East Asia’s emerging economies are rebounding from the global recession faster than anticipated, the Asian Development Bank (ADB) said yesterday as it raised growth forecasts for the region.
The Manila-based lender said it expects growth of 4.2 percent this year and 6.8 percent next year. That’s up from the bank’s earlier forecasts of 3.6 percent and 6.5 percent. Emerging East Asia comprises 10 Southeast Asian countries plus China, Hong Kong, South Korea and Taiwan.
The recovery has been aided by government stimulus spending and improving exports, though the pace of the rebound varies widely, the ADB said.
Less open economies in Southeast Asia were partly insulated from the global crisis but are not expected to recover strongly either, it said.
China, buoyed by massive stimulus spending and easy credit, recorded by far the strongest recovery, growing 8.9 percent in the third quarter. The ADB maintained its growth forecast for China at 8.2 percent this year and 8.9 percent next year.
Middle-income Southeast Asian economies — Indonesia, Malaysia, the Philippines, Thailand and Vietnam — expanded 1.2 percent in the third quarter.
The combined gross domestic product of newly industrialized nations Hong Kong, South Korea, Singapore and Taiwan contracted slightly by 0.1 percent — a turnaround from the 6.3 percent contraction in the first quarter of this year.
“Emerging Asia is rebounding strongly and growth rates next year are likely to slightly outpace 2008 in most countries,” said Lee Jong-wha, the ADB’s chief economist.

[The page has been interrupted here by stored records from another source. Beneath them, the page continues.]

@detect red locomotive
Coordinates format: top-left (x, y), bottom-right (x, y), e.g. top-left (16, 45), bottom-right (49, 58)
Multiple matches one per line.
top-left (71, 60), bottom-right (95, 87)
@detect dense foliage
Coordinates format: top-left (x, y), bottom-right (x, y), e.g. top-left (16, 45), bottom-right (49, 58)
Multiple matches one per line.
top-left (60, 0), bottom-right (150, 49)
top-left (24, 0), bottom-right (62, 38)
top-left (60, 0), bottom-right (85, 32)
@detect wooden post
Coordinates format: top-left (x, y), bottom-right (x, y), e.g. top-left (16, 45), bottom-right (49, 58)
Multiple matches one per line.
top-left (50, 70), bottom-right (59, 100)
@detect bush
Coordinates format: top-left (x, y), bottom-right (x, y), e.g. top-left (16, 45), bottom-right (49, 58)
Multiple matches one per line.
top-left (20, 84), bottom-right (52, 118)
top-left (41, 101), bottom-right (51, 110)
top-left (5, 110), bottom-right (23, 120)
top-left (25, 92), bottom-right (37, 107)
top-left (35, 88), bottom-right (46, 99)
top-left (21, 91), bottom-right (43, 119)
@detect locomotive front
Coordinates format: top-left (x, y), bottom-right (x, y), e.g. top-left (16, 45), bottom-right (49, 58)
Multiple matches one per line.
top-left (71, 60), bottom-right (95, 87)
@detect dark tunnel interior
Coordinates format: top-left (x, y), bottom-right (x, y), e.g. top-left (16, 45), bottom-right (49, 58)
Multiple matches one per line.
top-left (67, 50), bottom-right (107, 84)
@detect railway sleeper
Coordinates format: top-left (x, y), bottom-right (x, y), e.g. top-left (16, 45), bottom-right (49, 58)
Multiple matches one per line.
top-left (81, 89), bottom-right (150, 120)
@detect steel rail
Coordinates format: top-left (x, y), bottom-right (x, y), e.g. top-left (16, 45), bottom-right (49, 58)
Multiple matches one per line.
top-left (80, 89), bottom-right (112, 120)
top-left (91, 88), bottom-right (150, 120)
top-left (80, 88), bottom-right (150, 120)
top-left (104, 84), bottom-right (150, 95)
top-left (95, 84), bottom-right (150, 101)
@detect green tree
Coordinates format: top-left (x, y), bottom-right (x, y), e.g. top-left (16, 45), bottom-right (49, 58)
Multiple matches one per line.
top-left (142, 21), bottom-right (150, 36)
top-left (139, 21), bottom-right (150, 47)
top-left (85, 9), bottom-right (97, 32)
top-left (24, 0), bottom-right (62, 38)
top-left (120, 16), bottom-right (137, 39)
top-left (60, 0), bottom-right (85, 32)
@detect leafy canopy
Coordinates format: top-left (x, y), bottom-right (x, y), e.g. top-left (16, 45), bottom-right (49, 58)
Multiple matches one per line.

Despite the recovery, Lee said it was essential that “fiscal and monetary stimulus remain accommodative where possible to put economies on a sound footing.”
“A key challenge for each economy will be to carefully time when best to roll back the stimulus to ensure sustained recovery but avoid both excessive inflation and hefty fiscal shortfalls,” he said.
The bank said it expects 45 developing countries from central Asia to the Pacific to grow by 4.5 percent this year and 6.6 percent next year — an increase from the 3.9 percent and 6.4 percent it forecast in September.